The WebSocket sessions were handled by the “data plane” of the AppGw data resource. Every time a new configuration is applied, a new data plane is created. The old data plane is maintained for a short period of time – 30 seconds by default – before being dropped. That means when we applied a change, the handling for existing WebSocket connections was dropped 30 seconds later.
Solution
The timeout for the data plane can be adjusted up to 1 hour (3600 seconds) from the default of 30 seconds. This would not solve our issue – 1 minute or 1 hour just delays the disconnect instead of avoiding it.
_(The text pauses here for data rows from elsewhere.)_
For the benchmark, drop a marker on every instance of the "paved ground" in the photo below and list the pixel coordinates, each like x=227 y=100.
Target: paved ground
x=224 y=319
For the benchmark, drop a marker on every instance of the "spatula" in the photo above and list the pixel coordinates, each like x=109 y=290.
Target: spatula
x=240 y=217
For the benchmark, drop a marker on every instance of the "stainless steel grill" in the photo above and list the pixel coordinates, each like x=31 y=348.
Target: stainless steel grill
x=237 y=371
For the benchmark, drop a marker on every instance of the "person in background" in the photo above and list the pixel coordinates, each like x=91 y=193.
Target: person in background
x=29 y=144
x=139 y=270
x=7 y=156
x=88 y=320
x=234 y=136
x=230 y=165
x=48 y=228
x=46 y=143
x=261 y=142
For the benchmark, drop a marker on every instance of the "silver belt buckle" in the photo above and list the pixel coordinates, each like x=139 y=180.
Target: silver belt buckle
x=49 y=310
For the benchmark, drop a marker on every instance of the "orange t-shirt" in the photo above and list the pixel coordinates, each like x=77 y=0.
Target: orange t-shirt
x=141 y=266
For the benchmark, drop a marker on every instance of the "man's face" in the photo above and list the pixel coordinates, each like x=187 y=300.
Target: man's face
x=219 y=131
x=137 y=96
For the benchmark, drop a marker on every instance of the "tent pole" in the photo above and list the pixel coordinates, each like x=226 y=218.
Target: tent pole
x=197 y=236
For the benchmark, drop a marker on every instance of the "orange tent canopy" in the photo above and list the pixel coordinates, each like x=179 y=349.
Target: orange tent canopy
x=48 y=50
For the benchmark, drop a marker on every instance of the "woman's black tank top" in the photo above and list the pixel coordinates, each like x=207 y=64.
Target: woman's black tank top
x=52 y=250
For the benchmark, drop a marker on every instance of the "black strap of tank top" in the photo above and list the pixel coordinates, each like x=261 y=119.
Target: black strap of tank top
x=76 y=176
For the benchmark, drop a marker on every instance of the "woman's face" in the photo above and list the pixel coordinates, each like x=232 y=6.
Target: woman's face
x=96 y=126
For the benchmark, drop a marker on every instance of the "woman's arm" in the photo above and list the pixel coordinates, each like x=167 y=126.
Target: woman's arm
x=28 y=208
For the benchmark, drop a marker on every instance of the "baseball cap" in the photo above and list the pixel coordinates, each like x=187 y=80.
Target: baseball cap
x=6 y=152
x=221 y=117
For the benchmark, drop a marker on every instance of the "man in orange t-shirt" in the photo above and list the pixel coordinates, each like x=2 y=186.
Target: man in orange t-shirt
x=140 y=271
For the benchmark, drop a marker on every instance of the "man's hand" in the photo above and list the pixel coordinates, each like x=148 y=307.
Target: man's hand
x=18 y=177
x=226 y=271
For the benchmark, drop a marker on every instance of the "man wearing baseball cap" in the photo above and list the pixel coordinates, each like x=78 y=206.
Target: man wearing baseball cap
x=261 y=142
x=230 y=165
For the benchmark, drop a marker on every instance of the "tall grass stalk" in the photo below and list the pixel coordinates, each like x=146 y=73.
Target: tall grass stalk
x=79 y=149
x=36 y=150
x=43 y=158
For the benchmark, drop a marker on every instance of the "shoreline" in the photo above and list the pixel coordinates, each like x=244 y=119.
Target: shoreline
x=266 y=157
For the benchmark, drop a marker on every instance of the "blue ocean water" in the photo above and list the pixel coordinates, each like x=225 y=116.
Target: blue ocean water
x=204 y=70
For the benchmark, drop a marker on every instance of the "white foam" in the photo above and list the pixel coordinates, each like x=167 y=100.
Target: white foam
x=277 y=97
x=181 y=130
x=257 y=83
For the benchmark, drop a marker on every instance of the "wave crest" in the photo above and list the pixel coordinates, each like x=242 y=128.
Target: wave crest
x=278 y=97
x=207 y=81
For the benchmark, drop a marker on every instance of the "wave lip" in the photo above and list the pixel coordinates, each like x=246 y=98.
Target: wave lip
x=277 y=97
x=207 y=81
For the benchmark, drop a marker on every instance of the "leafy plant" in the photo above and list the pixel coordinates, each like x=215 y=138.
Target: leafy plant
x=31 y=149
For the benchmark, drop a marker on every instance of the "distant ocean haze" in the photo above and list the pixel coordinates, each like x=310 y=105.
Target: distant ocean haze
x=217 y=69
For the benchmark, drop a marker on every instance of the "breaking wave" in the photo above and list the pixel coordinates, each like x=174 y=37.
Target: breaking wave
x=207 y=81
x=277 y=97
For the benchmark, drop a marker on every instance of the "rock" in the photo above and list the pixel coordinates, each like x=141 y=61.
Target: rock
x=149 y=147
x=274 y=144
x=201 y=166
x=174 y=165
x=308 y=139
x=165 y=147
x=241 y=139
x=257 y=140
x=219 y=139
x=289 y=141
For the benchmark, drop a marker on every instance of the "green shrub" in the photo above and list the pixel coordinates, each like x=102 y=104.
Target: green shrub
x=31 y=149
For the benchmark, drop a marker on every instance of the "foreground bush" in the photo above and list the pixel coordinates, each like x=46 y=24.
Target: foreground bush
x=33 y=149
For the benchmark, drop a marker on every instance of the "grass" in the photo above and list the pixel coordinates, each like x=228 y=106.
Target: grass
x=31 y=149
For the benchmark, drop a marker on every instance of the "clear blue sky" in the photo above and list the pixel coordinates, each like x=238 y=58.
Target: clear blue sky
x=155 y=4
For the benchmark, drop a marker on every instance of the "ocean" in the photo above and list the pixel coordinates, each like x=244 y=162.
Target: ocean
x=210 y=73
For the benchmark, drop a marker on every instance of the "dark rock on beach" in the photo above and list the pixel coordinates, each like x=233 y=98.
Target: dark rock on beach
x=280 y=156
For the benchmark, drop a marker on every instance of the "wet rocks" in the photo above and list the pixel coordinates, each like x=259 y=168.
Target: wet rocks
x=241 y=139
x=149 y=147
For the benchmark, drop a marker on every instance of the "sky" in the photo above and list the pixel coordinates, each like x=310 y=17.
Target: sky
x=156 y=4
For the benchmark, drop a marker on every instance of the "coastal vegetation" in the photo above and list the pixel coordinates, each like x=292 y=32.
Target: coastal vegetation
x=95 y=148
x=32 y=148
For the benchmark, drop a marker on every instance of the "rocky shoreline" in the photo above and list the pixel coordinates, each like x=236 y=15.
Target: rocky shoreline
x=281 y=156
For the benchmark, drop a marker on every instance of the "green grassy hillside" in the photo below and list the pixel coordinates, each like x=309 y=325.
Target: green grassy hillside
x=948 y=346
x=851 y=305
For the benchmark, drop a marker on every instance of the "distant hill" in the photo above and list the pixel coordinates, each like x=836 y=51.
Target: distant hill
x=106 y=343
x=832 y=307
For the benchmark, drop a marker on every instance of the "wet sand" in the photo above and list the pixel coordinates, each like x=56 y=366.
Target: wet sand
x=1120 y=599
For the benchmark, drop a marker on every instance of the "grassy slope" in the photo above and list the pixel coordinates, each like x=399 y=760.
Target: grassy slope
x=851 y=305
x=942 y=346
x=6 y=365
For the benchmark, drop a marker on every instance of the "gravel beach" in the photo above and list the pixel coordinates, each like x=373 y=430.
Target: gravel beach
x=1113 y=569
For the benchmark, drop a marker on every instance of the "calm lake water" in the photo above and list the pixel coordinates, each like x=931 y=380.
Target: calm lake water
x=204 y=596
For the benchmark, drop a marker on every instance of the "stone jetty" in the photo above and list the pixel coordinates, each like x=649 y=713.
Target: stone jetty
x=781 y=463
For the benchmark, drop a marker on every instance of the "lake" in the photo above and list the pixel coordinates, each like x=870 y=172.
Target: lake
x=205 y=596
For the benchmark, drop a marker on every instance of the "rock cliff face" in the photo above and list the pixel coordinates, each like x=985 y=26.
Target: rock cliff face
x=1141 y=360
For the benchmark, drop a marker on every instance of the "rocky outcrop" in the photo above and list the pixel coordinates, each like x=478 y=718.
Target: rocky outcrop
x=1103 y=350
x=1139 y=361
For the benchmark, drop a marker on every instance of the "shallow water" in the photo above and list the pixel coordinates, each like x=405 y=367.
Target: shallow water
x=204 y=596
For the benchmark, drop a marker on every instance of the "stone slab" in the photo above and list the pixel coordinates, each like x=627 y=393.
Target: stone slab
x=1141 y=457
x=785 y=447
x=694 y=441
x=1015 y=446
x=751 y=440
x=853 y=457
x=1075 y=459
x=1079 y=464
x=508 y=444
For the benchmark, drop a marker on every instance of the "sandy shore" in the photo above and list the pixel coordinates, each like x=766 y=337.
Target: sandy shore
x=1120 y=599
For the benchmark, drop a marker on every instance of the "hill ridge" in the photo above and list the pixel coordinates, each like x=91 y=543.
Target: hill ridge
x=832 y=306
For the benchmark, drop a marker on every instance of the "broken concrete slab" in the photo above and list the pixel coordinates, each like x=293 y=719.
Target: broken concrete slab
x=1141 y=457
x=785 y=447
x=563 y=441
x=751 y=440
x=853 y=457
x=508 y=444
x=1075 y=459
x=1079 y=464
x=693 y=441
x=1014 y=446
The solution we have come up with is to isolate the “production” workloads into a stable WAF while unstable workloads are migrated to a “pre-staging” WAF. Any changes to the “production” WAF must be done out of hours unless there is an emergency that demands a change and we acknowledge that disconnects will happen.
We experienced same issue using Azure Application Gateway and signalR. Did you get any ETA when it will get fixed by Azure Application Gateway team?
I don’t believe that they see this as an issue.